Aug 20, 2011

I made some painted batik fabric to use in some of my sewn projects. I call it batik, but really, it's more of a faux batik, since there is no overdyeing involved. Basically, I waxed the fabric as in traditional batik, dyed it with fabric dyes and removed the wax. I think it makes a nice stand in for the real thing, and it's a great way to add whatever designs and colors you want.

To begin, I stretched my cotton fabric onto a wooden frame using special silk tacks.

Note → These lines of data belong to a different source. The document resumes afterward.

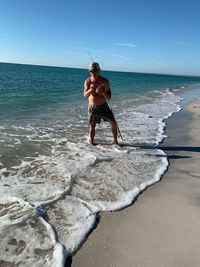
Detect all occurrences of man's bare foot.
[112,141,119,145]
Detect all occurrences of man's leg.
[111,121,118,145]
[89,123,96,145]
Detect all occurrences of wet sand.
[72,99,200,267]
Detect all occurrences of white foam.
[0,90,180,267]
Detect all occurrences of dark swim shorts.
[88,102,115,125]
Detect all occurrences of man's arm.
[103,80,111,100]
[84,80,93,97]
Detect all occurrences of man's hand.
[96,84,105,95]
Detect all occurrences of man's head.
[89,62,100,74]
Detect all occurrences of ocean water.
[0,63,200,267]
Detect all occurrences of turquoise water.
[0,63,200,119]
[0,63,200,267]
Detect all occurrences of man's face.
[90,69,100,77]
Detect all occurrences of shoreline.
[72,95,200,267]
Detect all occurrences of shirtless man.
[84,62,118,145]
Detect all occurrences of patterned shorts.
[88,102,115,125]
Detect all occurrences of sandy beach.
[72,95,200,267]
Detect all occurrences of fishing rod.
[86,51,123,141]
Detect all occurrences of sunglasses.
[90,69,98,73]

Using batik wax and a tjanting ( a special batik tool), I waxed the design. This was definitely the hardest part. Keeping the wax hot enough was a challenge, and if it got too hot, it would run so quickly through the tjanting, that I had a lot of blobs and drips. I did get the hang of it, but next time, I'll practice the designs I want beforehand.
After the waxing, I get out the fabric dyes. Before painting, I like to spray the fabric with a fine mist of water to dampen it and allow the dyes/paint to flow more easily.

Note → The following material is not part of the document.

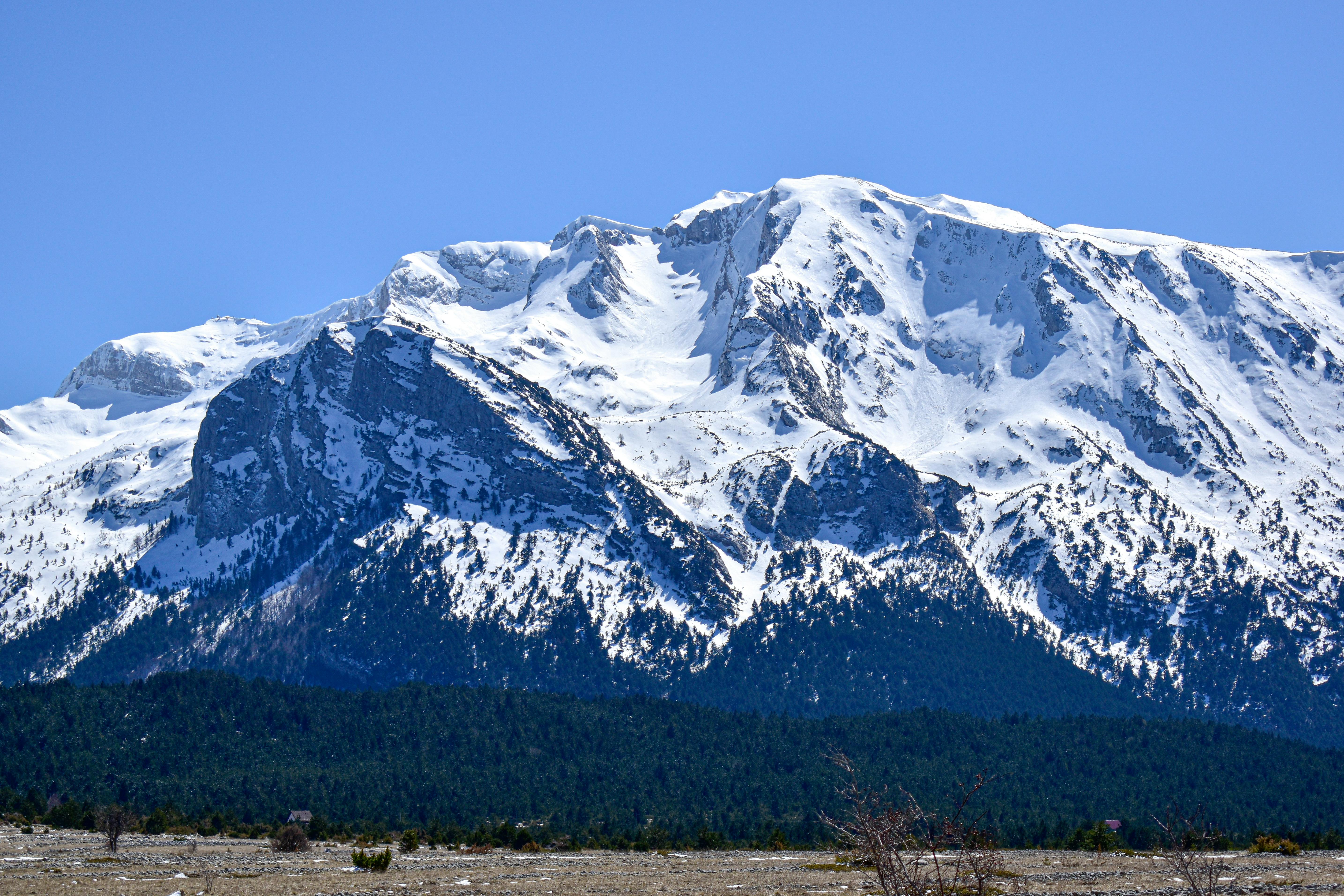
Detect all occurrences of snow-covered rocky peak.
[0,176,1344,731]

Painting the fabric is easy with the use of Dye-na-flow fabric dyes. Very strong and intense and can be thinned with water. Some of the dye ran under my waxed lines, but that's okay, since the style of this fabric takes well to that kind of "boo-boo".

Here are a few pictures of the fabric in the process of the painting/dyeing.

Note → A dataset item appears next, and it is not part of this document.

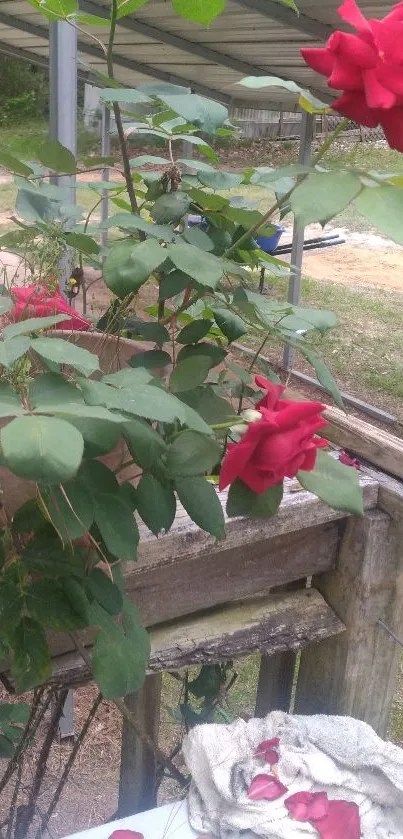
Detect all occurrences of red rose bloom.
[219,376,328,494]
[301,0,403,151]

When all the non-waxed areas are painted, I let it dry horizontally. This lets the puddled dye work it's way to the edges of the waxed areas.

I remove the wax by using a hot iron and putting the fabric between layers of paper towel. I suppose you could use newpaper if it was the non-smudge kind, or blank newsprint. Make sure the iron is NOT on steam.

Ta-Da! The finished fabric! Now I'll cut this up and use it for some sewing projects and soft art dolls. I cant wait to see what they look like!